FBK home > INFORMATION TECHNOLOGY > Technologies of Vision > semantic image labelling

Technologies of Vision: semantic image labelling

3D from 2D

We register photos by correlating their content against a rendered 3D spherical panorama of the World generated about the photo's 'geo-location'. In essence we generate a complete 360° synthetic image of what an observer would see all around them at a given location using a Digital Terrain Model and ray-tracing techniques.

The virtual view is 'unwrapped' into a 360° by 180° rectangular window and the photo is then deformed into the same 'space' depending upon estimated camera parameters, such as pan, tilt, lens distortion, etc. Scaling information (i.e. zoom) is extracted from the focal length meta-data contained within the EXIF JPEG data of the photo.

A correlation algorithm then attempts to find the best match between the synthetic image features and details extracted from the photo such as, land-sky junctions and perceived depth discontinuities (i.e. to estimate the ridges of non-horizon forming mountains).

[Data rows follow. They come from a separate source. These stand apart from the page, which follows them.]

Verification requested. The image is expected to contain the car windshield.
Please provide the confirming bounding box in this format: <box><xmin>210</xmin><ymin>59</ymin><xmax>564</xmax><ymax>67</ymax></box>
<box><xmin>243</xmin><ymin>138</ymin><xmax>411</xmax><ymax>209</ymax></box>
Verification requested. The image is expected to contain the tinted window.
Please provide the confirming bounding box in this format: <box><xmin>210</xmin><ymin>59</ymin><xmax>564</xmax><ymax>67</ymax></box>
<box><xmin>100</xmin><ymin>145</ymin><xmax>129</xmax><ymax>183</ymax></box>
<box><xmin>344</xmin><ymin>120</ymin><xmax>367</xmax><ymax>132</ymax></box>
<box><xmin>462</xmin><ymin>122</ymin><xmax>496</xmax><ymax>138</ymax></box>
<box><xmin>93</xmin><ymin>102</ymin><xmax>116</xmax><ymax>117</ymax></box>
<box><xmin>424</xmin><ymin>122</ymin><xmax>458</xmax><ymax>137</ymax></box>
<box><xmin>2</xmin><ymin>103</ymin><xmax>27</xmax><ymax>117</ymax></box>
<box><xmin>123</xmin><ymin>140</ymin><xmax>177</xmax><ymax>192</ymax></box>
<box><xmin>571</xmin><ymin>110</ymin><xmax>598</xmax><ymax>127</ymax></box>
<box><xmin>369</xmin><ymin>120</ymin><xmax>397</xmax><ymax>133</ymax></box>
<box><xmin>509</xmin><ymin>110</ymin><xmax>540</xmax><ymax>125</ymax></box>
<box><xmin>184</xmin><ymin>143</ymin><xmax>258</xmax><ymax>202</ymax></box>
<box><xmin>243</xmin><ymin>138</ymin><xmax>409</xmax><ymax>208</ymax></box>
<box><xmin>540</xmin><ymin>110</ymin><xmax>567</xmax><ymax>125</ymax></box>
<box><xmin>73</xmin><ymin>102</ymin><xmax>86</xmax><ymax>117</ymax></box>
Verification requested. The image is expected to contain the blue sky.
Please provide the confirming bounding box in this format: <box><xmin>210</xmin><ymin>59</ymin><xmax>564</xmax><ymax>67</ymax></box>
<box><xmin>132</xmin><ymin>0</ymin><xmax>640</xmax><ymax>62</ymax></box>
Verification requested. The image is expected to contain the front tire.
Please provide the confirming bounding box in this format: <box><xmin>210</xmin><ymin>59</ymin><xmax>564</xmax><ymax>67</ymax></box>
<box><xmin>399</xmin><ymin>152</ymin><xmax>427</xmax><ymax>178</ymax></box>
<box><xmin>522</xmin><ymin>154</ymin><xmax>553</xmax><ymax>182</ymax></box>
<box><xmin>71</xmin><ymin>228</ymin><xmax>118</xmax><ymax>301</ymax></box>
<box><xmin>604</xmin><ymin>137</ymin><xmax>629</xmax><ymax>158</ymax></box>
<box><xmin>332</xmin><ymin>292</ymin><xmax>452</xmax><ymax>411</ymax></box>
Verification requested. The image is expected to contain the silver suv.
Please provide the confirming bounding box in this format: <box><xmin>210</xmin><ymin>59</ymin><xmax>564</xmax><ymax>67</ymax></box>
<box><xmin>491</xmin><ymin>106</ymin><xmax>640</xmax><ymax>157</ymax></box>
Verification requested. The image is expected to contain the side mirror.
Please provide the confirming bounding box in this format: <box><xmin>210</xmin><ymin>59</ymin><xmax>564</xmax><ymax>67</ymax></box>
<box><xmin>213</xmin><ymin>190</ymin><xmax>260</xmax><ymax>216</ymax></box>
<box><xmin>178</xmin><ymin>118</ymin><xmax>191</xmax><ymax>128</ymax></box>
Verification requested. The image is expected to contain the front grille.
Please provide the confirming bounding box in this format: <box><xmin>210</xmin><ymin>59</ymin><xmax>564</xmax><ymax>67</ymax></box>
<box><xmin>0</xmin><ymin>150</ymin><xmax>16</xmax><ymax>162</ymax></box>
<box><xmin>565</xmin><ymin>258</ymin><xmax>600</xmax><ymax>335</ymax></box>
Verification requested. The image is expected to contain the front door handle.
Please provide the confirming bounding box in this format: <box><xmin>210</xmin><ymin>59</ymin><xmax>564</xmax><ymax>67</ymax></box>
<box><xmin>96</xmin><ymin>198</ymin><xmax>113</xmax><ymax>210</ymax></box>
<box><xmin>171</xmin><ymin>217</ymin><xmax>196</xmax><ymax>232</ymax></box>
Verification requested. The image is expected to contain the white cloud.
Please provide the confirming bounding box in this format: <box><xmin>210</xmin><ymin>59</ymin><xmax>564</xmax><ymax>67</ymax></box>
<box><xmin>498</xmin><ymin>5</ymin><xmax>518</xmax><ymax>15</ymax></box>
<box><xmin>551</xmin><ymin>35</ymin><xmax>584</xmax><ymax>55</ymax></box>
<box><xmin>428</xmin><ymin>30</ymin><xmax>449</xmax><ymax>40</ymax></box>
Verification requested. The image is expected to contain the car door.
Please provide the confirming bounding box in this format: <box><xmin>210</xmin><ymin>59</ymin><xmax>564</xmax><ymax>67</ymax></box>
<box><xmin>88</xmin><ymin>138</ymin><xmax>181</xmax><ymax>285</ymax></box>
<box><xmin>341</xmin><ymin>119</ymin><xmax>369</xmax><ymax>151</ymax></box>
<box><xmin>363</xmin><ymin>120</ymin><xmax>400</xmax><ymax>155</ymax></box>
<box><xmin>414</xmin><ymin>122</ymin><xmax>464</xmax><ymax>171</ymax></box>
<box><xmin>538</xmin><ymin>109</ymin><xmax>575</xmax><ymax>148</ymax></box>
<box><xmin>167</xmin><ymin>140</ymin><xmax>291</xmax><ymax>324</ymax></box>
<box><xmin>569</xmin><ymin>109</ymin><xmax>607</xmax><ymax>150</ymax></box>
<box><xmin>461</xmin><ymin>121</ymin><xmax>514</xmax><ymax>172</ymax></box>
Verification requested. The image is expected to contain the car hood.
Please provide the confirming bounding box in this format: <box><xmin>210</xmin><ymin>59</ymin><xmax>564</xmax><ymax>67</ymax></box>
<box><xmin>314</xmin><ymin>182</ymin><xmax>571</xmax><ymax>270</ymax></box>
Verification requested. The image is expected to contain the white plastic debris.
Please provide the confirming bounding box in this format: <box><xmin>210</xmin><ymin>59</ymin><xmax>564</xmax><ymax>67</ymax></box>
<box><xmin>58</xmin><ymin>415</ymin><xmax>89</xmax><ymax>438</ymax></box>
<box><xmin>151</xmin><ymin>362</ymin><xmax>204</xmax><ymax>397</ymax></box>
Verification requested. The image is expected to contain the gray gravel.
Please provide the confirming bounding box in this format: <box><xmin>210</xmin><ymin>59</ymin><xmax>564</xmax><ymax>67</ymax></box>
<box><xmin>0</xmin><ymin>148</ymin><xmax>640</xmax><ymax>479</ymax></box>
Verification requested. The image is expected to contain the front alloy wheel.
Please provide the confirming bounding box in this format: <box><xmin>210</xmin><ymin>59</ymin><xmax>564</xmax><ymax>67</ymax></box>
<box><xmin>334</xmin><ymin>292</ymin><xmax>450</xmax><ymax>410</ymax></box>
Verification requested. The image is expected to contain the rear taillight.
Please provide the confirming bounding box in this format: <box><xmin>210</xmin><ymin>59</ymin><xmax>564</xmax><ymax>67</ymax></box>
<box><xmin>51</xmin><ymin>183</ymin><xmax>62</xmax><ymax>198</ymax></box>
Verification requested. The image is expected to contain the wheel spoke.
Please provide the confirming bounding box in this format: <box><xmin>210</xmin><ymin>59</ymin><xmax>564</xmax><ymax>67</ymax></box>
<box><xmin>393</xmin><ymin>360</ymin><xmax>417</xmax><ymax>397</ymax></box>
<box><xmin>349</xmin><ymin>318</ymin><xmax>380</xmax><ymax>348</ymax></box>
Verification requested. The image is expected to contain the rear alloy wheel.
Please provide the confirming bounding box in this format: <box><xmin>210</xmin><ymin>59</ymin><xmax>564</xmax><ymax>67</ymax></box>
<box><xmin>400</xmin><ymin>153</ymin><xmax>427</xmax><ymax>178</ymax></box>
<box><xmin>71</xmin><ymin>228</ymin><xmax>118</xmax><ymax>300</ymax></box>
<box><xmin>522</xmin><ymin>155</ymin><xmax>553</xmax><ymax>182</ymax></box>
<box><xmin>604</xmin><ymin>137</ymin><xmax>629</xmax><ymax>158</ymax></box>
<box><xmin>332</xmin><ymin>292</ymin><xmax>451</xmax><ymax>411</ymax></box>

During the alignment process we generate a synthetic model of the World. A small portion of the 360 degree panorama can be seen here. To generate this red/blue 3D image we created a new virtual camera for the blue channel (20m from the original camera's position) from the depth data produced by the Marmota alignment process. From a single aligned image we can view the pixels from any new perspective we wish through the creation of a virtual camera. The missing information (i.e. the grey pixels) show you the altitude (click to view a short movie).